5.1 Normal delivery

5.1.1 General recommendations

During delivery, the risk of HIV transmission to personnel necessitates the wearing of gloves, mask, protective eyewear and gown for all procedures, no matter how simple—including normal deliveries, mothers who are not considered a risk, and emergencies.

Ensure a calm reassuring environment and provide the woman as much privacy as possible during examinations and delivery. Encourage her to be accompanied by a person of her choice.

5.1.2 Diagnosing the start of labour

– Onset of uterine contractions: intermittent, rhythmic pains accompanied by a hardening of the uterus, progressively increasing in strength and frequency;
And
– Cervical changes: progressive shortening (effacement) and dilation (Figure 5.1):
• In a primipara, the cervix will first efface then, dilate;
• In a multipara, effacement and dilatation occur simultaneously.

Repeated contractions without cervical changes should not be considered as the start of labour. Repeated contractions that are ineffective (unaccompanied by cervical changes) and irregular, which spontaneously stop and then possibly start up again, represent false labour. In this case, do not rupture the membranes, do not administer oxytocin.

5.1.3 Stages of labour

First stage: dilation and foetal descent, divided into 2 phases

1) Latent phase: from the start of labour to 4 cm of dilation. Its duration varies depending on the number of prior deliveries.
2) Active phase: from 4 cm to complete dilation. The cervix dilates at an average of one cm per hour. The time to dilate varies with the number of previous deliveries. As a rule, it does not last longer than 6 to 8 hours in a multipara and 12 hours in a primipara.

Figure 5.1 -  Dilation curve in the primipara (in a multipara, the curve is shifted to the left)

Second stage: delivery of the infant

Begins after engagement, at full dilation.

Third stage: delivery of the placenta

See Chapter 8.

5.1.4 First stage: dilation and descent of the foetus

The indicators being monitored are noted on the partograph (Section 5.2).

Uterine contractions

– Contractions progressively increase in strength and frequency: sometimes 30 minutes apart early in labour; closer together (every 2 to 3 minutes) at the end of labour.
– A contraction can last up to a minute.
– The uterus should relax between contractions.
– Watch the shape of the uterus in order to spot a Bandl’s ring (Chapter 3, Section 3.3.2).

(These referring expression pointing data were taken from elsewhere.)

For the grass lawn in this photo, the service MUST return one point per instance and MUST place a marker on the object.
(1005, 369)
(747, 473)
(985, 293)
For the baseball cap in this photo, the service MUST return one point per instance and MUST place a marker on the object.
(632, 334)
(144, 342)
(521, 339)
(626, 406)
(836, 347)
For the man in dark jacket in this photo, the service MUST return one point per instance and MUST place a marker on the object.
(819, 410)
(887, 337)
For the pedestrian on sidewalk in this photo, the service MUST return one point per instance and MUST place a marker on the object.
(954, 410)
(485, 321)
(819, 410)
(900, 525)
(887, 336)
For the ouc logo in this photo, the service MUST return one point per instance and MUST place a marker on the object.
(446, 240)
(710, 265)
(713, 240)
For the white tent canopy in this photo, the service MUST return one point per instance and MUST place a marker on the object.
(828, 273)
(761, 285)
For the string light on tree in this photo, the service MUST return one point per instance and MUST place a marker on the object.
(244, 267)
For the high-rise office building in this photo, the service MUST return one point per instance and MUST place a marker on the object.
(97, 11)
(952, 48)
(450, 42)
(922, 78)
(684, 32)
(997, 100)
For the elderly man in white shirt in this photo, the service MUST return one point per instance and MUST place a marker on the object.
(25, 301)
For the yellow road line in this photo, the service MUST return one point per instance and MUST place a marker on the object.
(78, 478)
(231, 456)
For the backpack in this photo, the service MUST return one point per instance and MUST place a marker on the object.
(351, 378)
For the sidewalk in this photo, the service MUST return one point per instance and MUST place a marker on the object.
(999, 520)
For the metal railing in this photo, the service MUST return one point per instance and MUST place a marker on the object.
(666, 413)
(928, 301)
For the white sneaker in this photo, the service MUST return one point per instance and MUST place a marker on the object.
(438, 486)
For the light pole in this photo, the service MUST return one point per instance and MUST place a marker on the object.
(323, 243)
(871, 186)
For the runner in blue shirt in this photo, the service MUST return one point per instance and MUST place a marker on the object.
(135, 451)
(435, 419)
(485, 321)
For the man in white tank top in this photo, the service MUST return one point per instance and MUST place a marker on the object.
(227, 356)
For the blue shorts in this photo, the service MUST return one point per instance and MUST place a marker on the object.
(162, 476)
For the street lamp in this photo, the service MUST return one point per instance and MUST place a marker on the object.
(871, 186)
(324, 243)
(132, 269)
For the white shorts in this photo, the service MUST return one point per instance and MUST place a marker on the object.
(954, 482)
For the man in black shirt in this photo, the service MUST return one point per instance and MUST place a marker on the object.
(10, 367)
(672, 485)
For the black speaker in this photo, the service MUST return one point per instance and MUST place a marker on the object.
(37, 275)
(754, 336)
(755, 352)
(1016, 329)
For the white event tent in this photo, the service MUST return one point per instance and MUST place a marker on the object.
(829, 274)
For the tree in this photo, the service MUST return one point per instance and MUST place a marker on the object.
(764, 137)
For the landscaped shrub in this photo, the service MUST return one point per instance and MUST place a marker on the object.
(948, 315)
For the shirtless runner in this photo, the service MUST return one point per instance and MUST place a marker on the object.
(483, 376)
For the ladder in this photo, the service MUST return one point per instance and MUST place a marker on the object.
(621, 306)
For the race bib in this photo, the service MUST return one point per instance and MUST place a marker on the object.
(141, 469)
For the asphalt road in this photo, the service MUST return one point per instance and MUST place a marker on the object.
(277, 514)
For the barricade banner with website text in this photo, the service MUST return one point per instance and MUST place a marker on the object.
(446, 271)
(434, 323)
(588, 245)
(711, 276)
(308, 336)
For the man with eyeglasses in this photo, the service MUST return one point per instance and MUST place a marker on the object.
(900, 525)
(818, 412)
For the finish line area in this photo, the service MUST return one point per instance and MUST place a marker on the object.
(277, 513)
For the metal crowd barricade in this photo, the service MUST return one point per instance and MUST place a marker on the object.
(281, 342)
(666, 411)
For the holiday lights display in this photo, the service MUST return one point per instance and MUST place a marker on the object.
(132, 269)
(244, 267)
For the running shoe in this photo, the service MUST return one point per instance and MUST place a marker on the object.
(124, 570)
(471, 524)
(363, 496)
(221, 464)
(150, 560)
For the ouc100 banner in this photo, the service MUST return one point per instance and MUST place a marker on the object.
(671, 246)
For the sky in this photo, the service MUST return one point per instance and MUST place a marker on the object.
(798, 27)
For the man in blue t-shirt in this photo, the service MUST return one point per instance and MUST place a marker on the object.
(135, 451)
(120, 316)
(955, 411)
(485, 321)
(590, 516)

General condition of the patient

– Monitor the pulse, blood pressure and temperature every 4 hours or more often in case of abnormality.
– Ask the patient to empty her bladder regularly (e.g. every 2 hours).
– Keep the patient hydrated (offer her water).
– Encourage the patient to move about freely during labour. Position changes and walking around help relieve the pain and favour foetal descent. Pain can also be relieved by massage or hot or cold compresses. Midwife support helps manage pain.
– Routinely insert an IV line in the following situations: excessively large uterus (macrosomia, multiple pregnancy or polyhydramnios), known anaemia and hypertension.

Foetal heart rate

Foetal heart rate monitoring

Use a Pinard stethoscope or foetal Doppler, every 30 minutes during the active phase and every 5 minutes during active second stage, or as often as possible. Listen to and count for at least one whole minute immediately after the contraction. Normal foetal heart rate is 120 to 160 beats per minute.
The foetal heart rate may slow during a contraction. If it becomes completely normal again as soon as the uterus relaxes, there is no foetal distress.
If the foetal heart rate heard immediately after the end of a contraction is abnormal (less than 100 beats per minute or more than 180 beats per minute), continue foetal heart rate monitoring for the next 3 contractions to confirm the abnormality.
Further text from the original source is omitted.